Neurology Clinic, University of Perugia, Perugia, Italy.
Department of Pharmaceutical Sciences, University of Perugia, Perugia, Italy.
Mov Disord. 2017 Oct;32(10):1423-1431. doi: 10.1002/mds.27136. Epub 2017 Aug 26.
Reduced β-glucocerebrosidase activity was observed in postmortem brains of both GBA1 mutation carrier and noncarrier Parkinson's disease patients, suggesting that lower β-glucocerebrosidase activity is a key feature in the pathogenesis of PD. The objectives of this study were to confirm whether there is reduced β-glucocerebrosidase activity in the CSF of GBA1 mutation carrier and noncarrier PD patients and verify if other lysosomal enzymes show altered activity in the CSF.
CSF β-glucocerebrosidase, cathepsin D, and β-hexosaminidase activities were measured in 79 PD and 61 healthy controls from the BioFIND cohort. The whole GBA1 gene was sequenced.

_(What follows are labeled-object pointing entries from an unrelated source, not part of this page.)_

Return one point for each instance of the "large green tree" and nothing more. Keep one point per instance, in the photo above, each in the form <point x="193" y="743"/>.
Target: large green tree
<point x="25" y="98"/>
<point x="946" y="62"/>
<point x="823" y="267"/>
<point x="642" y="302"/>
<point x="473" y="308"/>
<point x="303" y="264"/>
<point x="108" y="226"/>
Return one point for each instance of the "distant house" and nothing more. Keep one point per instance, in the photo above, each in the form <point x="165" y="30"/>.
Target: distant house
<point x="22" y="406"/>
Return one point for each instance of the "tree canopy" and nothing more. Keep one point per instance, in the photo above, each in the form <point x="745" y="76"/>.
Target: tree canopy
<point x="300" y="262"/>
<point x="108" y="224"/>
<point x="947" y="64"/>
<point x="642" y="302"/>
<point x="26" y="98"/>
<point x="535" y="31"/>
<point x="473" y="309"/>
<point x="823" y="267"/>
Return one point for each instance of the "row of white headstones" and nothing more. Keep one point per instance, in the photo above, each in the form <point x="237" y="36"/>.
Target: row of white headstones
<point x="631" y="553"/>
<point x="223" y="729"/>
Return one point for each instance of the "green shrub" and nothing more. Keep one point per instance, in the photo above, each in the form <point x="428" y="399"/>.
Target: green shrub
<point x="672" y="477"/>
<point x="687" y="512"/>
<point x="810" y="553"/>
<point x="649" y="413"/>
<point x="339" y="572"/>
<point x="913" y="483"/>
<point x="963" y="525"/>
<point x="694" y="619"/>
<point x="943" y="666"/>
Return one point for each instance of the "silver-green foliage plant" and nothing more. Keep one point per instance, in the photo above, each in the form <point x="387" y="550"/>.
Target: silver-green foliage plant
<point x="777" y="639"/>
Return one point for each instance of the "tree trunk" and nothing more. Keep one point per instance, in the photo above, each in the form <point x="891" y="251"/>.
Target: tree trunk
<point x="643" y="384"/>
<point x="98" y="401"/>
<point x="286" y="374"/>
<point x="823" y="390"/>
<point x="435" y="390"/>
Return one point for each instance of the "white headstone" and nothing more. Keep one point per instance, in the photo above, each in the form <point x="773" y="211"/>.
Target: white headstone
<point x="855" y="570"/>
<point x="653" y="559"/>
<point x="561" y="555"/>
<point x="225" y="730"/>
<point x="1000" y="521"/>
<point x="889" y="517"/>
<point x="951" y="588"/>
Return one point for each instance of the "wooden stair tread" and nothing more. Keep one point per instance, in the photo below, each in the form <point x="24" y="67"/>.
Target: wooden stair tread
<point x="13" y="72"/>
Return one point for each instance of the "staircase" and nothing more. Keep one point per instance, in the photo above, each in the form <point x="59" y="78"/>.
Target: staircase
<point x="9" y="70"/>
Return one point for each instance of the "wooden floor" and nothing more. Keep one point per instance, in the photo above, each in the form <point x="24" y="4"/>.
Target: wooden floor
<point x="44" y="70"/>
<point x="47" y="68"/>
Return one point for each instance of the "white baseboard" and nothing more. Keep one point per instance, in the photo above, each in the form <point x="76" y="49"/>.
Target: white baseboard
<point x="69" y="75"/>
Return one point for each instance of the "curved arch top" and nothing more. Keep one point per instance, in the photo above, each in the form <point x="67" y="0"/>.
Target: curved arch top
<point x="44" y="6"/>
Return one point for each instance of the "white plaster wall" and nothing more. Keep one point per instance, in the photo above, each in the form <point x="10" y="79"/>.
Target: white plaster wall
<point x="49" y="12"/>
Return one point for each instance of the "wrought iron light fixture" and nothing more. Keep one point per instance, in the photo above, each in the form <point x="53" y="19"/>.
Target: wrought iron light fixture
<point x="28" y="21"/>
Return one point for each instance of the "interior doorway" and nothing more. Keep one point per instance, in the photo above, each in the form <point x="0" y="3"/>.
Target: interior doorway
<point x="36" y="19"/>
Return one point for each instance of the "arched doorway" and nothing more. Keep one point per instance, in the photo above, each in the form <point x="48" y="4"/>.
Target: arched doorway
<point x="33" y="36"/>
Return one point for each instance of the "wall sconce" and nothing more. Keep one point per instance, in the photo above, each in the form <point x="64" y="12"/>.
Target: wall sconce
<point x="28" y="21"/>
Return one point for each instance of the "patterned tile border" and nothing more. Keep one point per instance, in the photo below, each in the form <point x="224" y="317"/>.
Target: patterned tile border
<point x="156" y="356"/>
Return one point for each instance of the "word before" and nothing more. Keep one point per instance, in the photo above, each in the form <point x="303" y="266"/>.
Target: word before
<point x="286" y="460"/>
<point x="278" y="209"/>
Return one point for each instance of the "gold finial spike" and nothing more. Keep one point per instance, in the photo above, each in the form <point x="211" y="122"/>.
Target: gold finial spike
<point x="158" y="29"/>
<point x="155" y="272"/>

Enzyme activities were normalized according to CSF protein content (specific activity). β-glucocerebrosidase specific activity was significantly decreased in PD versus controls (-28%, P < 0.001). GBA1 mutations were found in 10 of 79 PD patients (12.7%) and 3 of 61 controls (4.9%). GBA1 mutation carrier PD patients showed significantly lower β-glucocerebrosidase specific activity versus noncarriers. β-glucocerebrosidase specific activity was also decreased in noncarrier PD patients versus controls (-25%, P < 0.001). Cathepsin D specific activity was lower in PD versus controls (-21%, P < 0.001). β-Hexosaminidase showed a similar trend. β-Glucocerebrosidase specific activity fairly discriminated PD from controls (area under the curve, 0.72; sensitivity, 0.67; specificity, 0.77). A combination of β-glucocerebrosidase, cathepsin D, and β-hexosaminidase improved diagnostic accuracy (area under the curve, 0.77; sensitivity, 0.71; specificity, 0.85). Lower β-glucocerebrosidase and β-hexosaminidase specific activities were associated with worse cognitive performance.
CSF β-glucocerebrosidase activity is reduced in PD patients independent of their GBA1 mutation carrier status. Cathepsin D and β-hexosaminidase were also decreased. The possible link between altered CSF lysosomal enzyme activities and cognitive decline deserves further investigation. © 2017 International Parkinson and Movement Disorder Society.
在 GBA1 突变携带者和非携带者帕金森病患者的尸检脑组织中均观察到β-葡糖脑苷脂酶活性降低,这表明较低的β-葡糖脑苷脂酶活性是 PD 发病机制的关键特征。本研究的目的是确认 GBA1 突变携带者和非携带者帕金森病患者的 CSF 中是否存在β-葡糖脑苷脂酶活性降低,并验证其他溶酶体酶在 CSF 中的活性是否发生改变。
从 BioFIND 队列中测量了 79 名 PD 患者和 61 名健康对照者的 CSFβ-葡糖脑苷脂酶、组织蛋白酶 D 和β-己糖胺酶活性。整个 GBA1 基因进行了测序。
根据 CSF 蛋白含量(比活性)对酶活性进行了归一化。PD 患者的β-葡糖脑苷脂酶比活性明显低于对照组(-28%,P<0.001)。在 79 名 PD 患者中发现了 10 名(12.7%)和 61 名对照者中的 3 名(4.9%)GBA1 突变。GBA1 突变携带者的 PD 患者与非携带者相比,β-葡糖脑苷脂酶比活性明显降低。非携带者 PD 患者的β-葡糖脑苷脂酶比活性也低于对照组(-25%,P<0.001)。组织蛋白酶 D 比活性在 PD 患者中低于对照组(-21%,P<0.001)。β-己糖胺酶也表现出类似的趋势。β-葡糖脑苷脂酶比活性能较好地区分 PD 患者与对照组(曲线下面积为 0.72;敏感性为 0.67;特异性为 0.77)。β-葡糖脑苷脂酶、组织蛋白酶 D 和β-己糖胺酶的组合提高了诊断准确性(曲线下面积为 0.77;敏感性为 0.71;特异性为 0.85)。较低的β-葡糖脑苷脂酶和β-己糖胺酶比活性与认知功能下降有关。
PD 患者的 CSFβ-葡糖脑苷脂酶活性降低,与 GBA1 突变携带者状态无关。组织蛋白酶 D 和β-己糖胺酶也降低。改变的 CSF 溶酶体酶活性与认知能力下降之间的可能联系值得进一步研究。